From the chaos they pulled out a small bundle. The nurses rushed to it with a bulb syringe and sucked the fluid from its mouth. Then it began to cry.

The dad stood up when he heard the sound. First his head emerged above the curtain, and then a video camera pointed in our direction.

I gasped. Everyone froze. Without missing a beat, the doctor held up the baby, smiling at the camera.
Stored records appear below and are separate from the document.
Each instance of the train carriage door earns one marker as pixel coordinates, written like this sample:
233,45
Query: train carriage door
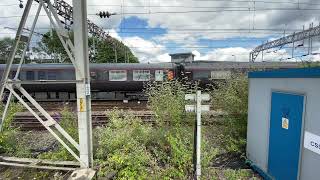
285,132
158,75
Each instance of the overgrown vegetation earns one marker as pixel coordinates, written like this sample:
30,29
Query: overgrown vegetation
231,97
128,148
8,135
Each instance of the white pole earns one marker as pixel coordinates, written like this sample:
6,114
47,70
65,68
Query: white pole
198,149
83,88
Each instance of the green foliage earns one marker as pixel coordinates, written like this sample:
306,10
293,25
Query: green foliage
232,98
122,148
166,100
105,50
8,134
136,150
6,45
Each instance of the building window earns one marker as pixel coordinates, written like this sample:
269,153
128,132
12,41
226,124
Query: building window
41,75
141,75
30,75
117,75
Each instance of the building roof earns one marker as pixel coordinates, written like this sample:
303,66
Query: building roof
287,73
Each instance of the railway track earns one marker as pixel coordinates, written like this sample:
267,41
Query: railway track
26,121
96,105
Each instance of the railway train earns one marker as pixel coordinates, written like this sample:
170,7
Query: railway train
124,81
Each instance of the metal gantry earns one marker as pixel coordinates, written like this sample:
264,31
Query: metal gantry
78,54
298,36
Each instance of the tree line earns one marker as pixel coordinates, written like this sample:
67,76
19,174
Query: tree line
100,51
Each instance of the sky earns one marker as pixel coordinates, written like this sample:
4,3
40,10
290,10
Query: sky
213,30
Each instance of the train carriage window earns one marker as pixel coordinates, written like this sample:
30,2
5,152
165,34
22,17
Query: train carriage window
141,75
30,75
52,75
220,74
158,74
117,75
41,75
93,75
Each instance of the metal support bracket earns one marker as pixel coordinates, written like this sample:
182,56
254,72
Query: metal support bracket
79,58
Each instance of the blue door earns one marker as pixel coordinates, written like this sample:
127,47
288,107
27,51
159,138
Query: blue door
284,138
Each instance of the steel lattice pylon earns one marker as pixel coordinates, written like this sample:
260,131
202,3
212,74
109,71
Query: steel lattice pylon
78,54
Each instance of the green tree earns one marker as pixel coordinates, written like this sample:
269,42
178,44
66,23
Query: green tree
5,49
100,51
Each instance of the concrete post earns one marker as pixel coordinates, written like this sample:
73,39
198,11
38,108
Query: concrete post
198,149
83,88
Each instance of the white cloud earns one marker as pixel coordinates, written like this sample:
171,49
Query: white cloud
146,51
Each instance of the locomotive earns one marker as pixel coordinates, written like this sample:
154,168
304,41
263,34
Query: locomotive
125,81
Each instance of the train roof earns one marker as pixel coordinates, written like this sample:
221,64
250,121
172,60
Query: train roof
216,65
196,65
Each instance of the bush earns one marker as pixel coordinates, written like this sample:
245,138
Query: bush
166,100
8,143
122,147
231,97
69,123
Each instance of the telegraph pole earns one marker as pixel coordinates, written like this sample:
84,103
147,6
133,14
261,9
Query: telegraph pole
83,86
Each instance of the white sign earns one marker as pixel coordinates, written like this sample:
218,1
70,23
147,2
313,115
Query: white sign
88,90
312,142
192,97
192,108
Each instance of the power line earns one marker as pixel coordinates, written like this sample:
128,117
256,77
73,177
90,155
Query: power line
261,1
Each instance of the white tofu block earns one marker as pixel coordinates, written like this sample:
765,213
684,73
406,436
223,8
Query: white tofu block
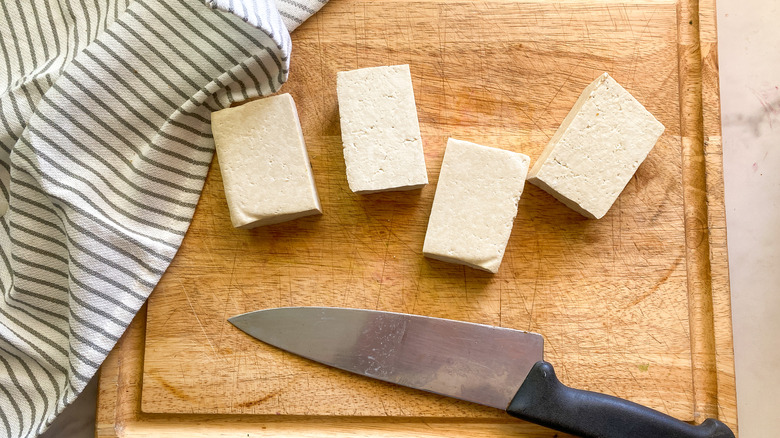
379,129
475,205
597,149
264,164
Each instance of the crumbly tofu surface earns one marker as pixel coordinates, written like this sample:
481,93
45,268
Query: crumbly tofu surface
264,164
475,205
379,129
597,148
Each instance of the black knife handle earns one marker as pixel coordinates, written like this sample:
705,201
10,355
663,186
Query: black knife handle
543,399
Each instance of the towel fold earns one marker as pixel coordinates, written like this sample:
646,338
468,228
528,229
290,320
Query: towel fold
105,142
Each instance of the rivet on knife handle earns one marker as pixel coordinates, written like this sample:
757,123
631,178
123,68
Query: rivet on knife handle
544,400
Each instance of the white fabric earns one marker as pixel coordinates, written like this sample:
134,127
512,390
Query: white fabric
105,142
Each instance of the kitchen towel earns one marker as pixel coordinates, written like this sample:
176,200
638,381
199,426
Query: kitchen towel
105,142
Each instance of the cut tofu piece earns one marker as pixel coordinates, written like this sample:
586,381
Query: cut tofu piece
475,205
264,164
379,128
597,149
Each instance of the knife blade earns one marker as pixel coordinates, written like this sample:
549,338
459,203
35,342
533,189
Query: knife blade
493,366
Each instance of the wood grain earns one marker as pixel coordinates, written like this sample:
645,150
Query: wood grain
635,304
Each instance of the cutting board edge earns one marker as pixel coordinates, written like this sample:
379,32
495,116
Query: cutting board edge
118,410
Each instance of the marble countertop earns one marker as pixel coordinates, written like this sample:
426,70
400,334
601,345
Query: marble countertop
748,38
750,100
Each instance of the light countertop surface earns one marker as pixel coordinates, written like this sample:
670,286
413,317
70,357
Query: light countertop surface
748,38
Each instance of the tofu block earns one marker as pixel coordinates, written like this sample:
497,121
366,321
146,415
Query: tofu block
597,149
379,129
264,164
475,205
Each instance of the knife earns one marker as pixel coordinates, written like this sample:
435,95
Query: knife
493,366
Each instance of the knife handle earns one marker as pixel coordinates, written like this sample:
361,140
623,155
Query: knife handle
544,400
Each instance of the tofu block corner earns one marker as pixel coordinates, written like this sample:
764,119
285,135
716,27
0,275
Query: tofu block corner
475,205
597,149
264,163
383,148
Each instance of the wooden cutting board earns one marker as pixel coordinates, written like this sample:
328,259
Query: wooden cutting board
634,305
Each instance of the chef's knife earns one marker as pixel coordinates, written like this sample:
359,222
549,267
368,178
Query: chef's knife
493,366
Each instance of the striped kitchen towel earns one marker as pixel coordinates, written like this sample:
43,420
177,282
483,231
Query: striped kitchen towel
105,142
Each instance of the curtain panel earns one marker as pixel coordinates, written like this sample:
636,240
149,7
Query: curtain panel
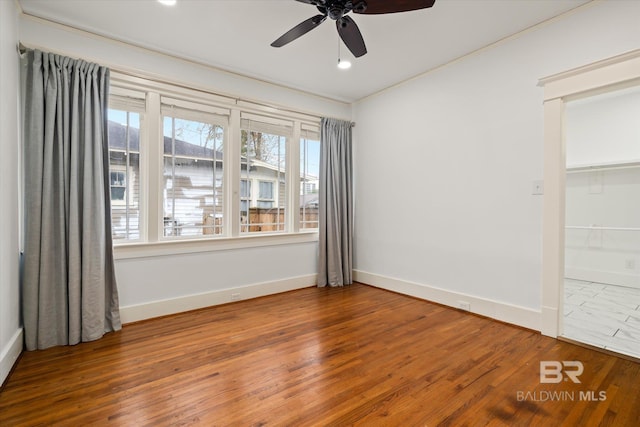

Nurses quickly wiped off the blood. Then they swept the baby off to a table along the side of the room, and the video camera followed.

Work on the mother resumed. Placenta out, uterus closed, skin stapled.

The whole thing only took about 20 minutes. Nothing went wrong. It was a great case for a first-time medical student. And I found it to be horrific.

Only a thin veil separated the family’s experience from ours. For them, a beautiful beginning of a new life together. For us, cutting and sewing and blood and guts. I almost felt it was out of place to say congratulations.

This is how I was born into the world of Medicine. I was thrown in headfirst, unprepared and alone. I would learn, over the years, that some of life’s most precious experiences—birth, healing, death—are gruesome. I would witness many more than my share of such moments, again and again, as part of the routine of my career. I would struggle to find the beauty in the madness of this reality. Yet I would find it.